Nvidia 2023 Quantum, AI, Chip ...... The future is here!
The AI event GTC 2023 officially unfolded at 11pm on March 21, along with a speech by Nvidia CEO Jen-Hsun Huang.
"AI's 'iPhone moment' has arrived", at the Nvidia GTC 2023 conference, Nvidia CEO Jen-Hsun Huang repeated this idea 4 or 5 times.
Not only Nvidia, last night, Microsoft, Google, Adobe and other vendors launched their own AI services in the same time, you catch up with me as if to convey the same anxiety: "In this big AI era, if you do not want to be subverted, you must first subvert others." Overnight, we witnessed several big breakthroughs in AI from the service layer to the application layer. Our lives are being rewritten by AI on a daily basis.

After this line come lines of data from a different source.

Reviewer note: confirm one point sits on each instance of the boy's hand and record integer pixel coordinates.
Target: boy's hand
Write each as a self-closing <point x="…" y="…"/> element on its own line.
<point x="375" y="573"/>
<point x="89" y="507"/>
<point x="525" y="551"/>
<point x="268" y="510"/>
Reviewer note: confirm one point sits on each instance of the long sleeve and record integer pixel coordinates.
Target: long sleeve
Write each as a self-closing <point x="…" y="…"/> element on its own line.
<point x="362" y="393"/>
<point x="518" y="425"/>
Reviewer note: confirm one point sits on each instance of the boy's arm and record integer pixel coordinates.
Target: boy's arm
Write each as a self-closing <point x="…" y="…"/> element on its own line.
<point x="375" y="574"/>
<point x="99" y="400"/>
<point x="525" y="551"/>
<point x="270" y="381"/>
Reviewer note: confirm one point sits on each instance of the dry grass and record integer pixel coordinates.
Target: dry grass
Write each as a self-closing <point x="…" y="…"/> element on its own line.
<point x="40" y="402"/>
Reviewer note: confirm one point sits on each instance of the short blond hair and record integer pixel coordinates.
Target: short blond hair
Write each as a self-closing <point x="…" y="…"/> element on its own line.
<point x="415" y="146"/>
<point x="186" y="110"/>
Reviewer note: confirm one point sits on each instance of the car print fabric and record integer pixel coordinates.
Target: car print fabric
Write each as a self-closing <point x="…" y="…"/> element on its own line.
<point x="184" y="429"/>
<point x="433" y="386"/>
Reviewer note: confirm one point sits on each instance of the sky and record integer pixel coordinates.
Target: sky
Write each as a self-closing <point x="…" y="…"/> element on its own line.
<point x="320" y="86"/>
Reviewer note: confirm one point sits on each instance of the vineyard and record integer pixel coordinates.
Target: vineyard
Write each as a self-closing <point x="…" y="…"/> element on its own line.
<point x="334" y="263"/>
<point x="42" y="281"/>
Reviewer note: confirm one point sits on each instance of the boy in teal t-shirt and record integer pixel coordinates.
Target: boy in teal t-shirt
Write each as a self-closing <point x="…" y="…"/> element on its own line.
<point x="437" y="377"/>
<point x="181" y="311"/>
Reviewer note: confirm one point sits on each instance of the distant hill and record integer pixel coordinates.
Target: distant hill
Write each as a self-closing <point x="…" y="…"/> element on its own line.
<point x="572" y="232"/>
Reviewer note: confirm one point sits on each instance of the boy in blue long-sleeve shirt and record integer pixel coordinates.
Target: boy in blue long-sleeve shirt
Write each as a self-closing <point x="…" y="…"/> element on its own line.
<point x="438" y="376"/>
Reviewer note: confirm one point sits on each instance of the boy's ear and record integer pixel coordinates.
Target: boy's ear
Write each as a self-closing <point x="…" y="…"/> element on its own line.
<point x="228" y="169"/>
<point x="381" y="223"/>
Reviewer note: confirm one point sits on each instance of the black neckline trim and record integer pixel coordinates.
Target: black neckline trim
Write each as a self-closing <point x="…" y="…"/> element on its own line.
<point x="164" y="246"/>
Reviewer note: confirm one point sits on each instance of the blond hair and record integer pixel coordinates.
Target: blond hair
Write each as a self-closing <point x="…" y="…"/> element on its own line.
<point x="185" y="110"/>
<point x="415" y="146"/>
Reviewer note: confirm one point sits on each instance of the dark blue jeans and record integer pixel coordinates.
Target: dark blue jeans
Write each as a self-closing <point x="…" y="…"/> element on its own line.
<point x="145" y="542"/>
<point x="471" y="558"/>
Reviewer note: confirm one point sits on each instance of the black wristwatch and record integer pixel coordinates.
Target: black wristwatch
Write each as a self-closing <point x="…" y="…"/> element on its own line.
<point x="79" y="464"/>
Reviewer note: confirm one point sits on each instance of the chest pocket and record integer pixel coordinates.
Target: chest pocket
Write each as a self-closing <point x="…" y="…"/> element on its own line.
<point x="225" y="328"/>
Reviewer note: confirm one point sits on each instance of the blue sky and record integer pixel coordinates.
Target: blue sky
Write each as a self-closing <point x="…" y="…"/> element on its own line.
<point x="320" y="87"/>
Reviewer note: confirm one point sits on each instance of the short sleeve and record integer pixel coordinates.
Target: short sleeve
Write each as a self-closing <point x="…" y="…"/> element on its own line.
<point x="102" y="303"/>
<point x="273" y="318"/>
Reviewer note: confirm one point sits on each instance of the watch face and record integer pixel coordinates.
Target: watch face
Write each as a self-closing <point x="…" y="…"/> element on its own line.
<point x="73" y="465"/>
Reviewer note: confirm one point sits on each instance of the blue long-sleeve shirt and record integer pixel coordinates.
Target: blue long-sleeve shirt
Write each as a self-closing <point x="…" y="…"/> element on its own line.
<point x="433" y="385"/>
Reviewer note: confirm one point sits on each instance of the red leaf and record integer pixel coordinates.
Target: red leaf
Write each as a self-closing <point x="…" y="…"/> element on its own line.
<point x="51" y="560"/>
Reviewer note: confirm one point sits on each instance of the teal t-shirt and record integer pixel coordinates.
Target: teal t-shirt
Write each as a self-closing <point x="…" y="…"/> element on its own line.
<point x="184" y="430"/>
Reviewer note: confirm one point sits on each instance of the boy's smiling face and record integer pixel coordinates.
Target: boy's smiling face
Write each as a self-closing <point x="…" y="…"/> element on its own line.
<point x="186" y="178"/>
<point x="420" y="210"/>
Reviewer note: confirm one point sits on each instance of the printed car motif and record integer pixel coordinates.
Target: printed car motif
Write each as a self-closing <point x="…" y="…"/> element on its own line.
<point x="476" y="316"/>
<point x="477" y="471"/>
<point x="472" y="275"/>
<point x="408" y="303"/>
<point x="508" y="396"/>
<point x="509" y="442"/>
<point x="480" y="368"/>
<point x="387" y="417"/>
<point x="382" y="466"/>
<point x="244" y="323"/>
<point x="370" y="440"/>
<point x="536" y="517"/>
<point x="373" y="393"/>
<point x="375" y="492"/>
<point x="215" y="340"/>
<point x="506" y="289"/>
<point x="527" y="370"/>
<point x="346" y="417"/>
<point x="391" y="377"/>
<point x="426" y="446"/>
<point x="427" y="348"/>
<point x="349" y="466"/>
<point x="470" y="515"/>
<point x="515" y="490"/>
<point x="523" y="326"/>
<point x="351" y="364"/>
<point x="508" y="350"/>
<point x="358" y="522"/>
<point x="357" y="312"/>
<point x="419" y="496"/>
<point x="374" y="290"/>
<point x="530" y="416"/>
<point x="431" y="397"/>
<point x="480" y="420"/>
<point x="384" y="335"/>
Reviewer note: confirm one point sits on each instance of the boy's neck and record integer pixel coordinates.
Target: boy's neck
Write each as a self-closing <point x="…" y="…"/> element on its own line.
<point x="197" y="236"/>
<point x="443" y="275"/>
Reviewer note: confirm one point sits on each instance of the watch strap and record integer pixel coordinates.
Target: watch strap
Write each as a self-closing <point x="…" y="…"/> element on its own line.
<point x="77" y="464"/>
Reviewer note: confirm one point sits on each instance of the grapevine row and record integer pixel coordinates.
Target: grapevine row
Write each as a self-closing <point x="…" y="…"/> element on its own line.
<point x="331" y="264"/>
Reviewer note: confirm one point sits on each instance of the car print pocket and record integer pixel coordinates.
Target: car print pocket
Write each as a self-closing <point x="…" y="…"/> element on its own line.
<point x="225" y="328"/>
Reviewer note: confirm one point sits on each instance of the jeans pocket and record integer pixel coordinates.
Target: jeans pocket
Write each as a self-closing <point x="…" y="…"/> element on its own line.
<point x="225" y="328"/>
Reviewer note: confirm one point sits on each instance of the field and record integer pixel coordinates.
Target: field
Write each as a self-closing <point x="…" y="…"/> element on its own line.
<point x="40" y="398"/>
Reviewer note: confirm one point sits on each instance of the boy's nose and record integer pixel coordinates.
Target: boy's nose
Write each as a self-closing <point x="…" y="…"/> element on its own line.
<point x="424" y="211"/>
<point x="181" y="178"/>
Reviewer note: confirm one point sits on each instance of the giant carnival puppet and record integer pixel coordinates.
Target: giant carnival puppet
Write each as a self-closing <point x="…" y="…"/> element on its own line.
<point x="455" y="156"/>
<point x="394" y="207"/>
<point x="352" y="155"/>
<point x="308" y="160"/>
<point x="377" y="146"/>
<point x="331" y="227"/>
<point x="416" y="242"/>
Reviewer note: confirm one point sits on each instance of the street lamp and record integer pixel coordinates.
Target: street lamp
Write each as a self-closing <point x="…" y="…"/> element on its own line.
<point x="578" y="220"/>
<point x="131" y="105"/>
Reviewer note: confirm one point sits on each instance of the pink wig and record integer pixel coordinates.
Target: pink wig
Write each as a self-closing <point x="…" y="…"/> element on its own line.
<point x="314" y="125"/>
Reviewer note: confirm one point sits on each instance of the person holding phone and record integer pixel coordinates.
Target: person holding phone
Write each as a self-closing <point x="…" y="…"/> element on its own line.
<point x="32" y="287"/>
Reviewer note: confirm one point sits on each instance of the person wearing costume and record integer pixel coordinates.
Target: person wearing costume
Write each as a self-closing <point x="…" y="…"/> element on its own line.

Now in its 14th year, the 2023 GTC Developer Conference will feature 650 presentations from AI development leaders. NVIDIA's CEO Jen-Hsun Huang's keynote covers how NVIDIA and its partners offer everything from training to cutting-edge service deployments. After launching ChatGPT last year, the CEO said, "We are in the iPhone moment of AI." This year, Jen-Hsun Huang discussed how NVIDIA and its partners are seeking to leverage AI technology to overcome a wide range of challenges.
This time, the new system, built with Israeli company Quantum Machines, offers a revolutionary new architecture for researchers working on high-performance and low-latency quantum classical computing.
As the world's first GPU-accelerated quantum computing system, NVIDIA DGX Quantum combines the world's most powerful accelerated computing platform, enabled by the NVIDIA Grace Hopper superchip and the CUDA Quantum open source programming model, with the world's most advanced quantum control platform, OPX (powered by Quantum Machines) combined with the world's most advanced quantum control platform, OPX (provided by Quantum Machines).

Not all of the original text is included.